Rob Barnett
MusicWeb International
March 2017

It is good to see that Colin Matthews is getting some attention on record to match, in some measure, the sumptuous Chandos recording of the music of his brother David. Colin has been associated with the Hallé since 2001 and his Debussy orchestrations have been praised by MWI’s John Quinn and Bob Briggs.

Alphabicycle Order is a half-hour fantasy using narration and children's singing with a brilliant orchestral canvas. It stands in the lines of tradition established by Rawsthorne's Practical Cats at one extreme and Mathias's This Worldes Joie at the other. Indeed the glint and tinkle of the percussion rather suggest that Colin Matthews was listening closely to Mathias in the 1960s and 1970s. We know Henry Goodman's voice from another peak in Hallé's distinguished catalogue: the complete music for RVW's The Wasps. This work is no charter for softies. There are some really eerie moments and every one of Christopher Reid’s poems—one for each letter of the alphabet—has a tang, a barb, a chuckle or a screech. The squeak of the trembling Jelly poem complete with a howlingly bad play on words is remarkable—once heard never forgotten. Nosebush has a Brittenesque spit and spatter of pizzicato as well as some childlike innocent word fun. The Oy Oy has the narrator rushing through his words to the off-sync shouts of Oy! Oy! from the children's choir. How dreadful if this work had been too civilised—too fifties! Instead there's enough danger here to ensure it stays the provocative side of civilised. There's also enough in the way of aural surprises to keep everyone jumping. Adult sentiments cut across and through this music so that participants and listener are challenged and shocked/intrigued. How about the umpire Vampire—needed to keep today's sportsmen in order and ready to mete out bloody retribution for the slightest defiance. The strange fanciful creatures reminded me of another work from an earlier era. It’s just as zany and awaits a first recording: Josef Holbrooke's Bogey Beasts to illustrations by Sidney Sime. Matthews plays dissolute fun with Saint-Säens carnival. In The Yatch harbour is bullied into rhyming with macabre and the poem ends with the wreck of The Yatch to the words: “Poorly built … so badly spelt!”.

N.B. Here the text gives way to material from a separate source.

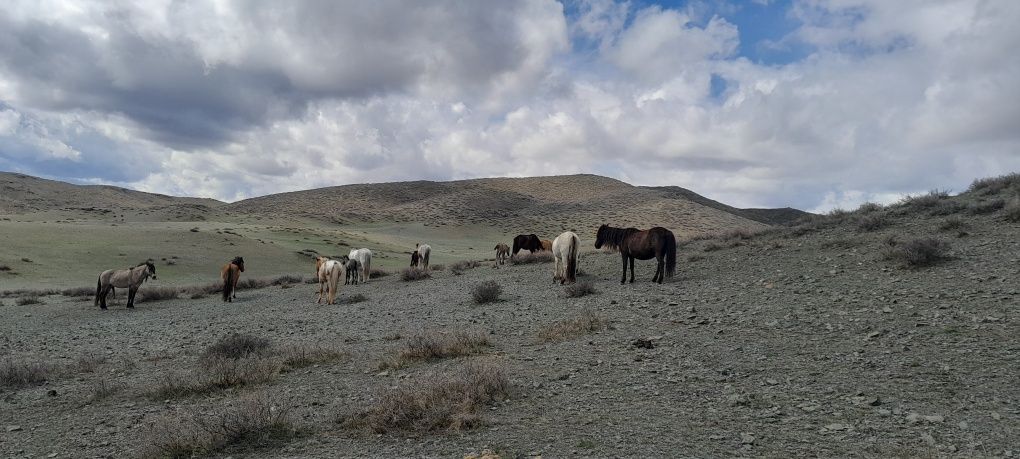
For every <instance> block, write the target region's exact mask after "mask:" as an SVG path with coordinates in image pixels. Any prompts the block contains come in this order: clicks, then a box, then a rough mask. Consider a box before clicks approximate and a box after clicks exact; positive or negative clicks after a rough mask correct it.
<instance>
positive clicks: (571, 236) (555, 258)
mask: <svg viewBox="0 0 1020 459" xmlns="http://www.w3.org/2000/svg"><path fill="white" fill-rule="evenodd" d="M578 250H580V238H578V237H577V235H575V234H573V232H563V234H561V235H560V236H558V237H556V240H555V241H553V258H555V259H556V271H555V272H554V273H553V282H556V281H559V282H560V285H561V286H562V285H563V284H565V283H569V284H573V283H575V282H577V251H578Z"/></svg>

All the words are printed in the booklet and the performance is complete with applause from an audience otherwise very quiet.

Matthews has written three concertos, two for cello (one of those for Rostropovich) and this one for horn. This work is luxuriously tracked in ten segments. The romping orchestral horns are off-stage and distant—as prescribed by the composer—in this recording. The work is reflective, solipsistic and pleasing in its rhapsodic movement from episode to episode, pulse to pulse. It is glimmeringly Bergian at times and dreamily evocative of the Hoddinott concerto at others. Those off-stage orchestral horns romp and whoop in the central Scorrevole. Seemingly goaded, the soloist enters into the defiant fanfaring while the strings skitter about like a scattering nest of pismires. The music rises to some majesty in the Poco sostenuto. In fact the marking sostenuto is part of the name of each of the final four movements. The music in track 34 has the quality of a dream in swirling fog which parts when the lunar light cuts through in glassy bubbles. The horn's solo role involves movement among the orchestra, across the stage and joining the off-stage horns. This piece of theatre recalls the Clarinet Concerto of Thea Musgrave. This Horn Concerto is held by an immanent drifting leisurely pulse.

Good annotation and a sensible and much needed long silence before we get to the Horn Concerto.

The recording quality is nothing short of superb.

Two works encompassing worlds of the imagination that are stimulating, zany, dark and surreal.